The UAE’s Ministry of Foreign Affairs and Ministry of Industry and Advanced Technology, Abu Dhabi’s National Oil Company and Department of Health, Etihad Airways, First Abu Dhabi Bank, and global technology group e& are planning to utilize Jais, offering valuable insights to enhance the model and its applications across their industries.
Given the strong digital transformation efforts by several of the Arab Gulf governments, accompanied by huge investments in high-tech industries and homegrown tech startups, AI programs that are responsive to the Arabic language could widen access to a transformational new technology and challenge the monopoly of a clutch of Silicon Valley companies.
Last month, Technology Innovation Institute, an Emirati research center in Abu Dhabi, released Falcon 180b, an open-source AI model. Established in 2020, TII released Falcon 40b, the first version of its flagship open-source AI model, in May this year, after unveiling Noor, an Arabic-based AI model, last year.
According to a report in The Economist magazine, TII is the applied-research arm of the Advanced Technology Research Council, a government agency that employs an 800-strong multinational staff working on subjects from biotechnology and robotics to quantum computing.
“We are entering the game to disrupt the core players,” Faisal Al-Bannai, secretary-general of the ATRC, told The Economist, adding that TII will build new proprietary models and applications catering for specific fields such as medicine and law.
For its part, Saudi Arabia launched its National Strategy for Data and Artificial Intelligence in October 2020, aiming to become a global leader in the field as it seeks to attract $20 billion in foreign and local investments by 2030.
The Kingdom is also determined to future-proof its workforce, initially by training and developing a pool of 20,000 AI and data specialists. In May this year, Deloitte’s AI Institute was officially launched at the Experience Analytics conference in Riyadh.
Just last week Saudi Arabia launched a National Olympiad for Programming and Artificial Intelligence open to all middle- and high-school pupils. An estimated 300,000 students will be selected from 3 million participants for training in programming and AI, according to media reports.
The initiative is a collaboration between the Saudi Data and Artificial Intelligence Authority, in collaboration with the Ministry of Education and King Abdulaziz and His Companions Foundation for Giftedness and Creativity (Mawhiba).
Saudi Arabia’s adoption of digitalization and emerging technologies is forecast to contribute about 2.4 percent to its gross domestic product by 2030, according to a recent report by global consultancy firm PwC.
In terms of average annual growth in the contribution of AI by region, Saudi Arabia is expected to grab a 31.3 percent share in the technology’s expansion between 2018 and 2030, the PwC report added.
“AI is developing rapidly, and its impact will be felt more and more across all sectors and areas of life,” said MBZUAI’s Nakov. “In this context, it is vital that the Arab world has access to an advanced LLM that can be adapted and utilized across all sectors.
“The rapid advancement of AI means that organizations that fail to adapt and start using AI sooner rather than later will be left behind, which makes it even more essential for the Arab world to have access to quality LLMs.”

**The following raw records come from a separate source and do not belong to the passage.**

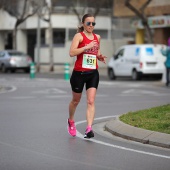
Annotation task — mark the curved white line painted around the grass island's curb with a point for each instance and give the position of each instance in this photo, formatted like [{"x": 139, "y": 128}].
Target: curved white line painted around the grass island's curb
[{"x": 116, "y": 146}]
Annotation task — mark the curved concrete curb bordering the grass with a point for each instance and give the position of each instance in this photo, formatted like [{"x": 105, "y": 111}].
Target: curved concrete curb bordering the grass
[{"x": 118, "y": 128}]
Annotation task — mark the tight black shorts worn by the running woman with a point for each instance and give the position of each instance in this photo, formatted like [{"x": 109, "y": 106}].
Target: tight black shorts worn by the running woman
[{"x": 79, "y": 78}]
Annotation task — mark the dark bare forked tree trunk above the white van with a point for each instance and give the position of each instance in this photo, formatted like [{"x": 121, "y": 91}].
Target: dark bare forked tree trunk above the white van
[{"x": 141, "y": 14}]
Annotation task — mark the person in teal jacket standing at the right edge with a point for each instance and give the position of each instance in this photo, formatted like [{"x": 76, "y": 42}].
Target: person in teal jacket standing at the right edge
[{"x": 166, "y": 53}]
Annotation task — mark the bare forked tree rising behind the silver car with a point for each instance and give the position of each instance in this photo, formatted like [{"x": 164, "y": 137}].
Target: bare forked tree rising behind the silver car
[{"x": 21, "y": 10}]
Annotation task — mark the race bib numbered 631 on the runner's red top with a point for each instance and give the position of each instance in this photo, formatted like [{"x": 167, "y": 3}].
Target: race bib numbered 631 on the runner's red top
[{"x": 89, "y": 61}]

Beyond its business applications, however, a crucial aspect of a program such as Jais is its ability to champion neglected languages, preserve them in a fast-changing economy, and promote digital inclusivity.
Although Arabic is an official language in 22 countries and is partly spoken in 11 others, it accounts for just 1 percent of total global online content, according to Jais’s creators. The hope is that the advent of AI and the automation of rapid translation will be a game changer.
By placing the language at the forefront of the AI revolution, Jais and its successors could help to maintain Arabic’s global prominence and its distinctive cultural significance in the digital age.